Poughkeepsie, NY – Last week, the Federal Transportation Authority (FTA) announced that they found no evidence of a civil rights violation towards bus riders of color in the City of Poughkeepsie.

Community Voices Heard (CVH) had filed a complaint that the transfer of bus service between the City and the County would result in a significant reduction in service and would have a disparate impact on the basis of race, color, or national origin. CVH argued that neither the City nor the County provided a substantial or legitimate justification for the changes and that the analysis conducted by the County was flawed.

The City’s 2016 decision to terminate its public transportation services and transfer the responsibility to the County directly impacted thousands of Poughkeepsie residents. Furthermore, it is apparent that this arrangement disproportionately affects communities of color. This decision was made without conducting a service equity analysis and against the voices of the Poughkeepsie’s surrounding neighborhoods.

“Community Voices Head is disappointed in the FTA’s decision, but we will not be deterred. As an organization, we will continue to fight for bus routes to be restored to Northside Poughkeepsie residents. Public transportation serves as a lifeline for thousands of these residents, and it is disheartening to see the local government not work to ensure those needs are met. CVH will amplify the voices of those affected and see that this decision does not silence them,” said Aufa Atta-Mensah, Esq., Executive Director, Community Voices Heard.

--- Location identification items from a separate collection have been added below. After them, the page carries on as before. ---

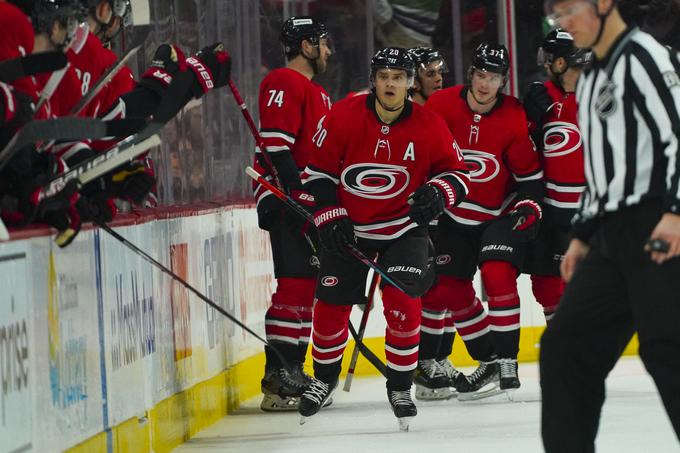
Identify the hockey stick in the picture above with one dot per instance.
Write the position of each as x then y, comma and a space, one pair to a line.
367, 353
353, 250
11, 70
266, 159
66, 129
188, 286
4, 234
362, 328
99, 165
111, 73
50, 87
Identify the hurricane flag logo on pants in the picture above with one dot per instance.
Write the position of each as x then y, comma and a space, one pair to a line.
377, 181
482, 166
560, 138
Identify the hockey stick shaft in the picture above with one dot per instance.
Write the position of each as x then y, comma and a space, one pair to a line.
353, 250
362, 328
269, 164
188, 286
256, 135
367, 353
4, 234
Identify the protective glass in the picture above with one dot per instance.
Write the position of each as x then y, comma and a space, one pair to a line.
558, 18
432, 69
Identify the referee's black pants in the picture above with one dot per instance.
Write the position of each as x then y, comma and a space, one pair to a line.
615, 291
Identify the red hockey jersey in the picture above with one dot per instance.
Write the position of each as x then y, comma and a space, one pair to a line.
91, 60
497, 149
378, 166
291, 108
562, 154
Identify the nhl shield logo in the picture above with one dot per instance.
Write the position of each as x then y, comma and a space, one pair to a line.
605, 103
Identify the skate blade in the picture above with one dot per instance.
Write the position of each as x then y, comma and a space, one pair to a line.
426, 394
474, 396
404, 423
510, 393
274, 403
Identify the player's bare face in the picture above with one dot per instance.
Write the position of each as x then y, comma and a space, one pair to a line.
485, 85
431, 78
579, 18
391, 86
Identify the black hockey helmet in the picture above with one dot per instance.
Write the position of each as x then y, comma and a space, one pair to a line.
393, 58
300, 28
118, 7
69, 13
491, 58
423, 56
558, 43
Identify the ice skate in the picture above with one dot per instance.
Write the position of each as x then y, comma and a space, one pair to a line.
431, 381
509, 380
282, 390
317, 395
451, 372
402, 406
483, 383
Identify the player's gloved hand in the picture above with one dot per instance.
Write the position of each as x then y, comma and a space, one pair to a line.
167, 61
525, 219
212, 67
335, 228
294, 220
131, 182
537, 101
429, 201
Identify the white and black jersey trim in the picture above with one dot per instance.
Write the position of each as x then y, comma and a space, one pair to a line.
629, 113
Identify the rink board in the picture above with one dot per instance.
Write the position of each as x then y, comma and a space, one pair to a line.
99, 351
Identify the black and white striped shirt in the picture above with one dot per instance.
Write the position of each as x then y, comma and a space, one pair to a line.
629, 115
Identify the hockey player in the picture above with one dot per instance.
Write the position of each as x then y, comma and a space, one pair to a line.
505, 177
291, 109
384, 169
551, 109
430, 66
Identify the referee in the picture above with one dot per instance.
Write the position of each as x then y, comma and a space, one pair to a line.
629, 115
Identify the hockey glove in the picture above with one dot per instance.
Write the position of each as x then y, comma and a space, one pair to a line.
525, 219
335, 229
132, 182
296, 222
167, 61
537, 101
429, 200
212, 67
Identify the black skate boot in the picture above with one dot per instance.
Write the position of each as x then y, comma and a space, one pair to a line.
282, 390
315, 397
451, 372
402, 406
431, 381
509, 380
480, 384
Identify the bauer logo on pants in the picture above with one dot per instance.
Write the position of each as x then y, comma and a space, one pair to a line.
329, 280
443, 259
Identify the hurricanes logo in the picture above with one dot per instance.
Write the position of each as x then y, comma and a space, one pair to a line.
482, 166
560, 138
329, 280
375, 181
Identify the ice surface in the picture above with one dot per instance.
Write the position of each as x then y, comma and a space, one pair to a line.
361, 421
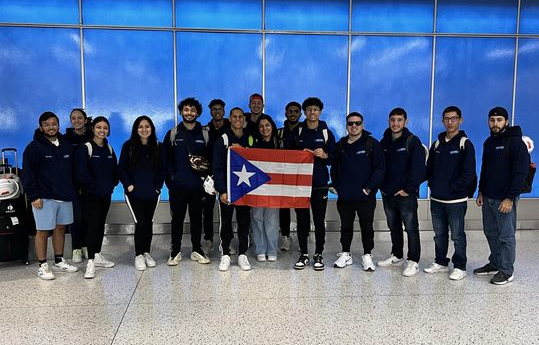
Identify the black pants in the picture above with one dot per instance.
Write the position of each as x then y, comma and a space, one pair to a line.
319, 201
179, 201
401, 210
78, 228
94, 214
243, 218
142, 212
208, 206
365, 213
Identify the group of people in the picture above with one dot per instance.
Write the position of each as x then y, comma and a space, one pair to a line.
69, 180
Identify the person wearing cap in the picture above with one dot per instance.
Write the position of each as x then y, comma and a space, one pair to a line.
451, 176
292, 113
315, 136
504, 167
357, 171
405, 171
184, 183
215, 127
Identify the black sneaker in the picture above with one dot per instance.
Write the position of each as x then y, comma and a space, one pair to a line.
318, 262
501, 278
302, 262
487, 270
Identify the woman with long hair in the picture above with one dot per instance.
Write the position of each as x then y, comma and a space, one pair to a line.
142, 172
97, 174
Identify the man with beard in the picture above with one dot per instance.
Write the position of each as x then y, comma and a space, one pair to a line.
184, 183
292, 113
504, 168
405, 170
48, 182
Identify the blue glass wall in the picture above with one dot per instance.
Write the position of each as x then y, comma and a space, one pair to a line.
356, 55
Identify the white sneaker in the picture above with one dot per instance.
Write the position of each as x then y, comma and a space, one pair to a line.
435, 268
148, 260
391, 261
243, 262
90, 270
44, 272
65, 267
77, 256
224, 265
140, 263
366, 261
411, 269
345, 259
286, 243
201, 259
100, 261
175, 261
457, 274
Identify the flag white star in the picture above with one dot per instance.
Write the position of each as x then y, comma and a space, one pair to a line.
244, 176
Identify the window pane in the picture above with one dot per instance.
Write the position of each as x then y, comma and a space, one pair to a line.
317, 15
128, 74
127, 12
39, 71
390, 72
529, 17
478, 16
477, 79
527, 101
219, 14
226, 66
42, 11
392, 15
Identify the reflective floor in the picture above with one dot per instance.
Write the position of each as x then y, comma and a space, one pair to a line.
272, 304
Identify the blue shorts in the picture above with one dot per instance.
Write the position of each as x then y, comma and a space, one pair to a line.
53, 213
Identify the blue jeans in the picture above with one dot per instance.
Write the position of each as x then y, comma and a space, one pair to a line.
499, 229
402, 210
445, 217
265, 226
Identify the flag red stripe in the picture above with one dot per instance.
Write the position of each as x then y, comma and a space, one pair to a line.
273, 201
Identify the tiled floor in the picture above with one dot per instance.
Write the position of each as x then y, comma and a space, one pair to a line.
272, 304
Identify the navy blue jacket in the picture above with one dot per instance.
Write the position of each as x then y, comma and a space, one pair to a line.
313, 139
146, 179
504, 165
220, 151
180, 175
47, 169
96, 175
405, 166
450, 170
355, 167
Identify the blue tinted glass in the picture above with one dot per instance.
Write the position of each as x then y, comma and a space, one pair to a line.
390, 72
529, 17
39, 71
42, 11
127, 12
478, 16
527, 101
128, 74
476, 79
392, 15
219, 14
321, 15
225, 66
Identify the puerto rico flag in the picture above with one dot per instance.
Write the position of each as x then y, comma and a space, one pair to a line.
269, 178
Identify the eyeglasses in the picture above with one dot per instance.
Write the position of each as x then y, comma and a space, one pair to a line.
451, 119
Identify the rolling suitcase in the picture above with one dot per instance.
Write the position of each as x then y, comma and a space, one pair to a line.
14, 237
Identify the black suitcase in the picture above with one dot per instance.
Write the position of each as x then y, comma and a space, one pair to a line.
14, 218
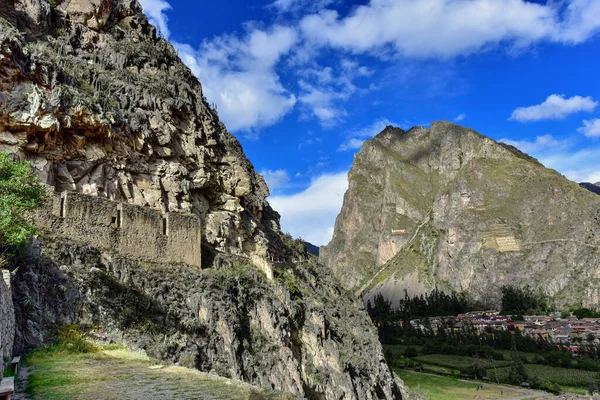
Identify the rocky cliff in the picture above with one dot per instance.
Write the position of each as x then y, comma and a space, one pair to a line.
103, 107
449, 208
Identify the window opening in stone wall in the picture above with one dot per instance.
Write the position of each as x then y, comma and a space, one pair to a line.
63, 207
165, 226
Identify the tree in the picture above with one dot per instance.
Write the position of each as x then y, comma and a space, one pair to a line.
592, 386
517, 373
20, 192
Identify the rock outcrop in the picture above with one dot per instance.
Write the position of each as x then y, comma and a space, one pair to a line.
449, 208
100, 106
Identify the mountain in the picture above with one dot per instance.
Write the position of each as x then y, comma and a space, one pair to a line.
448, 208
106, 112
312, 249
592, 187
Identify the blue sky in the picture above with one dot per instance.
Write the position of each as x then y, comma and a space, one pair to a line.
302, 83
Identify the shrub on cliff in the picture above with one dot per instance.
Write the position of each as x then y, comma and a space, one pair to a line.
20, 192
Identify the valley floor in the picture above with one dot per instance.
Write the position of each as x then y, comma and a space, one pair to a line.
435, 387
119, 373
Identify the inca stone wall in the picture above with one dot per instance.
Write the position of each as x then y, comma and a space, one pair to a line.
137, 232
7, 318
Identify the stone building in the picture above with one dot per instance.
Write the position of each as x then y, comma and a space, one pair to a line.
136, 232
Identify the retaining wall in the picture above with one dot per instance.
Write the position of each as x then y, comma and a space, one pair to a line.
136, 232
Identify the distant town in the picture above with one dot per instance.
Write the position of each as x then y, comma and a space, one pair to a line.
570, 331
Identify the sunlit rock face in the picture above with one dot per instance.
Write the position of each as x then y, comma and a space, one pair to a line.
449, 208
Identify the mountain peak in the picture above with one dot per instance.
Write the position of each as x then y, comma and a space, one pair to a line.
447, 207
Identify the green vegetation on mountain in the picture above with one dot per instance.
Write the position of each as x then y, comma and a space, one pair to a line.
448, 208
20, 192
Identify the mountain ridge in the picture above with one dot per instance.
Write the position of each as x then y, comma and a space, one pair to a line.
104, 108
447, 207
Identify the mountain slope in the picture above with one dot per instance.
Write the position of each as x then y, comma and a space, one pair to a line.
103, 107
447, 207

“The County avoided Title VI liability by abandoning its original plan to replace 55 streets with 22 streets. Those changes were made after the pushback from Community Voices Heard members and the previous Common Council.  As Common Council Member At Large I will work with my colleagues and CVH to make sure bus rider transportation needs are met,” said Poughkeepsie Common Council President Ann Finney.

“We will keep fighting in spite of the FTA decision. Beginning March 3rd, CVH members will begin monitoring the new bus routes and meet with County transportation officials to ensure an effective public transportation system is in place. Every city deserves a transportation system that serves its people equally. Poughkeepsie will not be the exception,” said Karlton Jones, Poughkeepsie Bus Rider, and CVH member.


About AJ Woodson (2369 Articles)
AJ Woodson is the Editor-In-Chief of Black Westchester and Co-Owner of Urban Soul Media Group, the parent company. AJ is a Father, Brother, Author, Writer, Journalism Fellow, Rapper, Radio Personality, Hip-Hop Historian and A Freelance Journalist whose byline has appeared in several print publications and online sites including The Source, Vibe, the Village Voice, Upscale,,, Rolling Out Newspaper, Spiritual Minded Magazine and several others.

1 Comment on Community Voices Heard Reacts to FTA’s Decision on Civil Rights Violation in Case of Poughkeepsie Buses

  1. There is a lot of context missing from this article. For instance, there is no mention of CVH, Ann Finney,and the previous Common Council blocking the transfer of city bus assets to the county for months, buses which could have been put on the streets much sooner to provide additional coverage. They were preventing these buses from being put in service for the residents under a seemingly phony promise that they were going to restore a city-run bus service. Ann Finney wrote to the FTA that she would just that immediately once she and the new Council were in office. She has refused to answer any questions about this and the subject she has yet to put this item on a Common Council agenda. At the very least, she is not being transparent about what she is planning. Also, a posed photo showing a CVH rep happily pointing to new county bus routes on a map suggested that even they have backed off their previous positions and are now on board with the county running the buses. I should probably also point out that this same Ann Finney has been helping a group of affluent white residents who are trying to block a daycare center in their neighborhood because they are afraid that children from ‘other parts of the city’ might attend. She calls it working for neighborhood preservation. There is a lot more to all this that what appears in this story. And several other people who could have been interviewed.